Since 16 January 2025, the ELN launched new operations that killed at least 80 people, injured 20 others and caused thousands of people to flee and peace negotiations between the group and the Colombian government to be suspended.

== Public response ==
=== Protests ===
Protests have been held in the region, with citizens asking for peace. Local dioceses have asked for consideration of the community, saying that "this new war [threatens] the paths, the urban centers" and adding that "[c]hildren at home and in schools must be respected and protected, families cannot be cornered and forced again to move away from fear and the threat of death."

=== Criticisms of military presence ===
There have been criticisms of military presence. Some residents who had been far enough away from the centers of conflict were not affected until the arrival of the soldiers; one farmer had six hectares of his land incinerated by the army so they could build trenches. The number of displacements rose after the army began engaging the militia groups, and there have been incidents of the army mistakenly killing civilians that they believe are insurgents, as well as creating an atmosphere of war in everyday life.

== Human Rights Watch report ==
The Human Rights Watch published a 64-page report on the conflict in early August 2019, based on research conducted in April 2019. The report was titled "The War in Catatumbo". The report was compiled from original interviews, written testimonies in possession of the Colombian government, NGO and international publications, and reviews of official reports and statistics. The HRW conducted interviews with over 80 people in the region, some by telephone and some in person in Cúcuta, and saw written testimonies from almost 500 victims of abuses from the conflicts. The report makes sure to point out that all statistics related to deaths, attacks, and abuses are almost certainly higher than documented because of a multitude of restrictions in recording complete information.
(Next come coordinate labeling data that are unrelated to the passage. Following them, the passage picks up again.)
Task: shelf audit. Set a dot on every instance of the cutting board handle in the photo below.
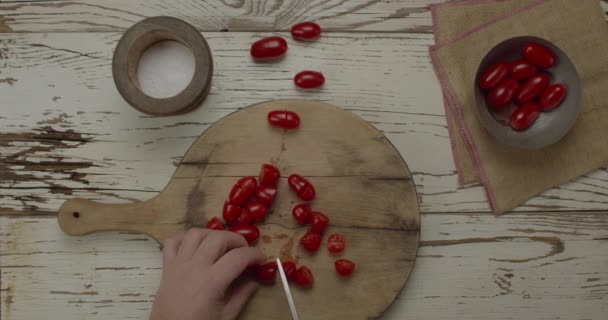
(79, 217)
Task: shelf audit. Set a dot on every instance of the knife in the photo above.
(292, 306)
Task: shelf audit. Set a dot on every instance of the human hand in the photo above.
(199, 269)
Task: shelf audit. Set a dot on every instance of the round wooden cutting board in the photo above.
(362, 184)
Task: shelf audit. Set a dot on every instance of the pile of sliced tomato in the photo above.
(249, 202)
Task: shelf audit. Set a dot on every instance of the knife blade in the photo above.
(292, 306)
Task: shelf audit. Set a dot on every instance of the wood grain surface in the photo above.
(65, 132)
(361, 181)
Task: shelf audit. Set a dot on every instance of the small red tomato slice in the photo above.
(244, 218)
(215, 224)
(552, 97)
(319, 222)
(522, 69)
(305, 30)
(344, 267)
(231, 212)
(269, 175)
(268, 48)
(524, 116)
(539, 55)
(290, 269)
(250, 233)
(309, 79)
(533, 87)
(311, 241)
(494, 75)
(267, 272)
(304, 277)
(302, 187)
(336, 243)
(242, 190)
(266, 194)
(284, 119)
(257, 210)
(301, 213)
(503, 93)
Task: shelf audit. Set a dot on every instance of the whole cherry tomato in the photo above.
(269, 175)
(231, 212)
(268, 48)
(524, 116)
(284, 119)
(539, 55)
(267, 272)
(522, 69)
(257, 210)
(244, 218)
(301, 213)
(319, 222)
(308, 79)
(304, 277)
(533, 87)
(311, 241)
(242, 190)
(215, 224)
(305, 30)
(336, 243)
(290, 269)
(494, 75)
(344, 267)
(503, 93)
(250, 233)
(302, 187)
(266, 194)
(552, 97)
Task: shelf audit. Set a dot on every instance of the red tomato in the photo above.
(533, 87)
(305, 30)
(304, 277)
(522, 69)
(552, 97)
(494, 75)
(266, 194)
(302, 187)
(244, 218)
(269, 175)
(284, 119)
(215, 224)
(268, 48)
(257, 210)
(267, 272)
(336, 243)
(301, 213)
(524, 116)
(242, 190)
(290, 269)
(539, 55)
(250, 233)
(319, 222)
(503, 94)
(344, 267)
(311, 241)
(231, 212)
(309, 79)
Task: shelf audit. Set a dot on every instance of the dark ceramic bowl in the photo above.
(551, 126)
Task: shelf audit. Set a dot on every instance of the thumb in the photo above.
(239, 298)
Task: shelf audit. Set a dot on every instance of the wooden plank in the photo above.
(469, 266)
(75, 136)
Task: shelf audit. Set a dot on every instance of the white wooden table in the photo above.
(66, 132)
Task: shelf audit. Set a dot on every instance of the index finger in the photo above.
(233, 264)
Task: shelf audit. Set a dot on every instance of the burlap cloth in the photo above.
(465, 31)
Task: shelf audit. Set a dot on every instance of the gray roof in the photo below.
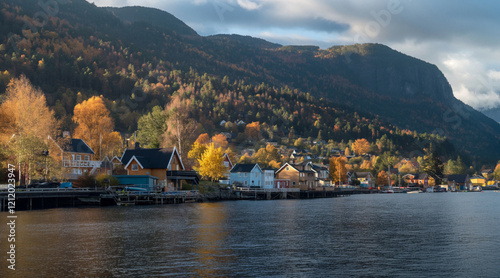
(149, 158)
(243, 168)
(78, 146)
(458, 178)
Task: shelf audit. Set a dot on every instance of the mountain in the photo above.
(493, 113)
(154, 17)
(115, 51)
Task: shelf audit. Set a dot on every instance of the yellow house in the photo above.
(75, 156)
(165, 164)
(478, 181)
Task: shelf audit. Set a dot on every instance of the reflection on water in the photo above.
(393, 235)
(211, 232)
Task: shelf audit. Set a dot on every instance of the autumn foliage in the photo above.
(95, 127)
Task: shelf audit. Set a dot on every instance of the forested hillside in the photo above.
(138, 58)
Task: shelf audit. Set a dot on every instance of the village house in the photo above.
(165, 164)
(268, 178)
(75, 156)
(421, 179)
(297, 176)
(478, 181)
(111, 166)
(247, 175)
(365, 179)
(459, 182)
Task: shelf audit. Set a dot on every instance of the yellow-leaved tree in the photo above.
(95, 127)
(338, 171)
(26, 123)
(360, 146)
(211, 163)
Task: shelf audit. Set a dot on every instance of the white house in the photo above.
(246, 175)
(268, 178)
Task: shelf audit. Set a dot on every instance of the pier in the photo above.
(290, 193)
(45, 198)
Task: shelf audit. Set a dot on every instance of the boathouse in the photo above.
(165, 164)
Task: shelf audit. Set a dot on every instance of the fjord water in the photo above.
(392, 235)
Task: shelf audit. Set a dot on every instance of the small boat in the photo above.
(125, 203)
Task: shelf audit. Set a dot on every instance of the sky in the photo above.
(461, 37)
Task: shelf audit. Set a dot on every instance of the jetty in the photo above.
(45, 198)
(290, 193)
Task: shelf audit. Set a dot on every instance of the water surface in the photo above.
(392, 235)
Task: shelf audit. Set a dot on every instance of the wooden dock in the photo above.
(290, 193)
(45, 198)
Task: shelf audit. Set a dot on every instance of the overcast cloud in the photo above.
(460, 37)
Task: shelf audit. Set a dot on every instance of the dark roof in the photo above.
(78, 146)
(363, 174)
(319, 168)
(458, 178)
(418, 176)
(243, 168)
(149, 158)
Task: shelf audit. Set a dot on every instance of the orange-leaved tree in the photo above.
(360, 146)
(211, 163)
(95, 127)
(338, 171)
(25, 124)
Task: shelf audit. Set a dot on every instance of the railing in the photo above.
(268, 189)
(81, 163)
(56, 189)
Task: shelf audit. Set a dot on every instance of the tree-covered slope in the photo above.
(137, 57)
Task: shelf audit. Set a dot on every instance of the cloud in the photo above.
(249, 5)
(459, 37)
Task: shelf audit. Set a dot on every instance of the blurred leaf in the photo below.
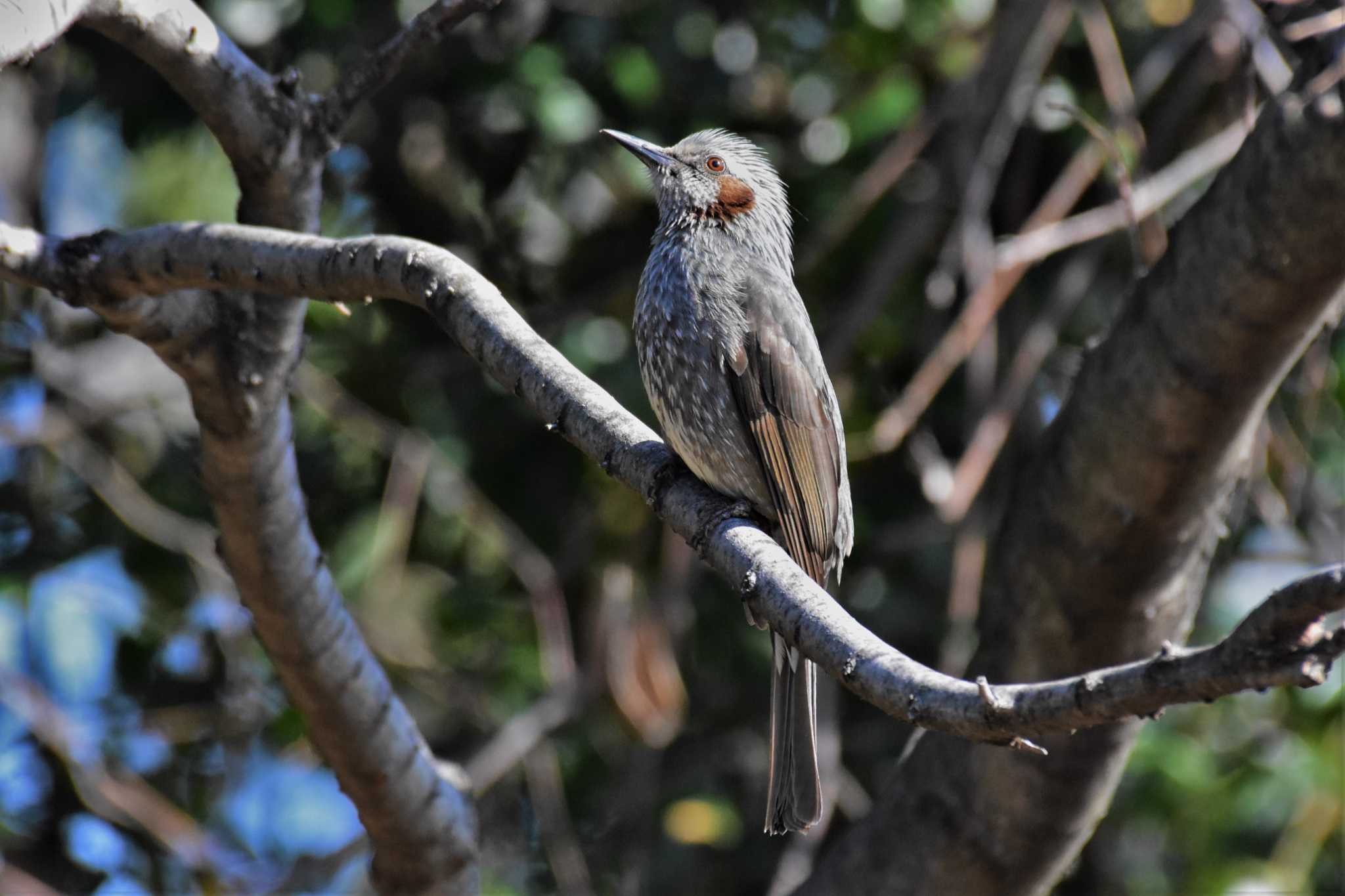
(885, 106)
(635, 75)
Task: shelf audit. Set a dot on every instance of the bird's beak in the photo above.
(651, 155)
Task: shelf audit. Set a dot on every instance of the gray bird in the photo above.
(734, 371)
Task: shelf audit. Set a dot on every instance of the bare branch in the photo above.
(99, 269)
(1149, 196)
(26, 28)
(894, 422)
(378, 68)
(124, 797)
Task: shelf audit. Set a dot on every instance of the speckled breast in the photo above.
(681, 363)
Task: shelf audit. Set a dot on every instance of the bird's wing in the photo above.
(775, 379)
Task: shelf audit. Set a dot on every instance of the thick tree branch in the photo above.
(29, 27)
(236, 358)
(378, 68)
(108, 270)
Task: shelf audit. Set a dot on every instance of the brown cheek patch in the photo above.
(735, 198)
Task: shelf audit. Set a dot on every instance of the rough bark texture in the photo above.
(1277, 645)
(236, 355)
(1105, 548)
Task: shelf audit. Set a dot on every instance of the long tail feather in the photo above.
(794, 796)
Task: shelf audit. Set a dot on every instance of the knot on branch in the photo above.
(994, 703)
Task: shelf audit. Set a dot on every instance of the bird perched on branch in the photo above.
(734, 371)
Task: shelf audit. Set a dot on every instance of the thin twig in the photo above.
(992, 431)
(542, 769)
(1151, 195)
(865, 191)
(96, 269)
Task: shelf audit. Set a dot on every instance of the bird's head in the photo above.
(715, 181)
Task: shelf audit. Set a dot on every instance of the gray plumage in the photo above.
(734, 371)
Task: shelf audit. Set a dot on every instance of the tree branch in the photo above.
(236, 358)
(378, 68)
(109, 269)
(1114, 519)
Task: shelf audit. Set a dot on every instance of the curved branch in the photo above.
(109, 269)
(26, 28)
(236, 358)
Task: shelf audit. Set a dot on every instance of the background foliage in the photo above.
(474, 545)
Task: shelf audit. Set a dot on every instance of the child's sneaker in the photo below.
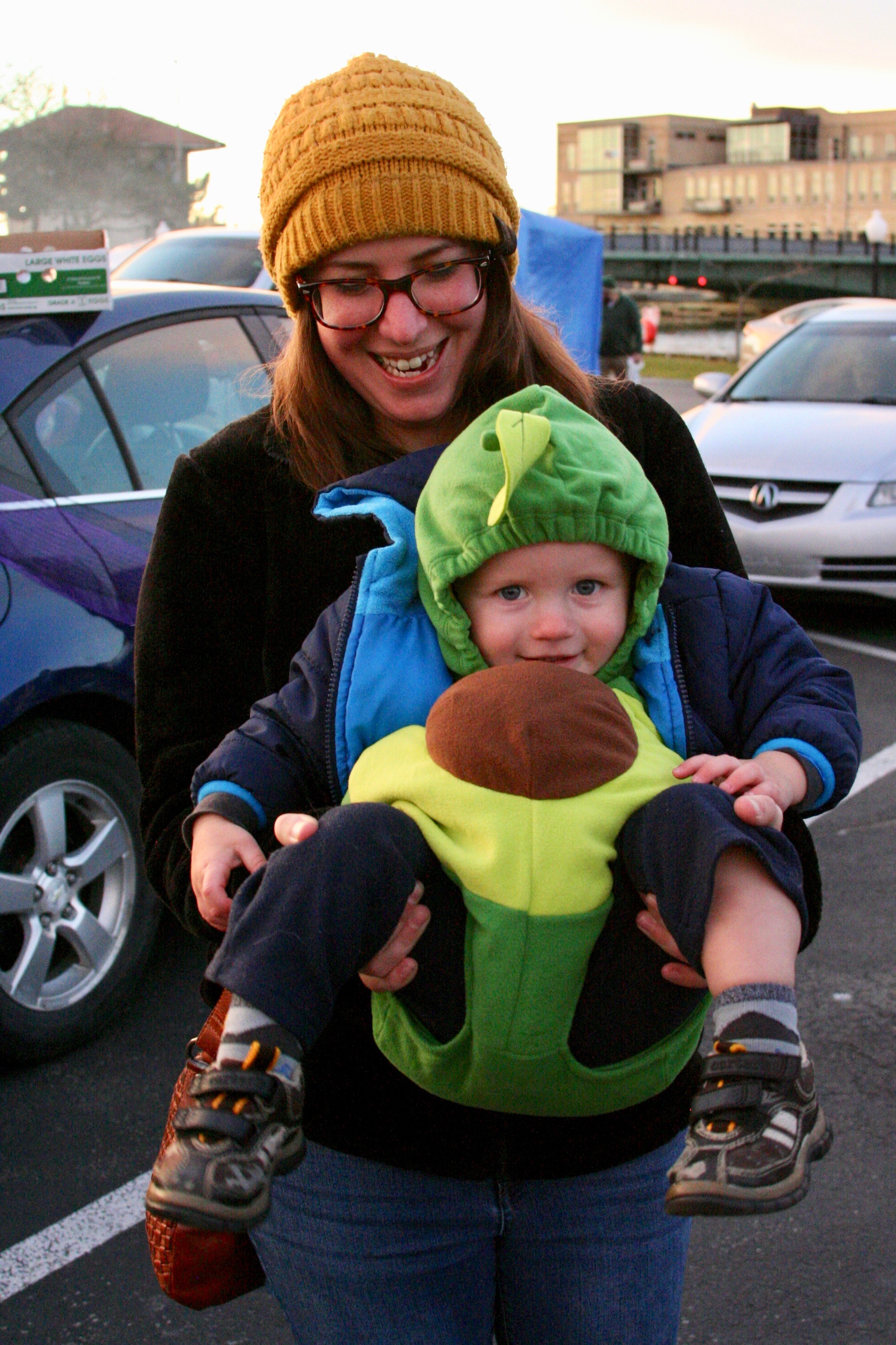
(243, 1129)
(755, 1128)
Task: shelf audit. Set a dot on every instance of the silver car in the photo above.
(801, 448)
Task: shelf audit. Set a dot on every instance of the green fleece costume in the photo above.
(525, 775)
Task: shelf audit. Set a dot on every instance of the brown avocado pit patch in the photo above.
(532, 729)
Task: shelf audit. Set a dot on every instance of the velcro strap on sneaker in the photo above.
(213, 1122)
(234, 1080)
(751, 1064)
(723, 1099)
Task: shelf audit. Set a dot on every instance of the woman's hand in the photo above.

Some of those who conducted the research were interviewed about their experiences carrying it out, mentioning surprise that though Colombia seems like a modern society with a government that has departments to respond to inquiries, this does not operate in some parts of the country, instead there is hyper-control of society in those parts by armed militants. The director of Human Rights Watch Americas, José Miguel Vivanco, assured that despite a peace treaty making appearances good, "[t]he country is at war in Catatumbo!"

The report concludes that "[t]he Colombian government is not meeting its obligations to protect and vindicate the rights of civilians who are victims of the conflict between armed groups in Catatumbo and who are suffering serious abuses by the armed groups" and "[t]he Attorney General’s Office has, so far, largely failed to ensure justice for serious abuses committed by armed groups".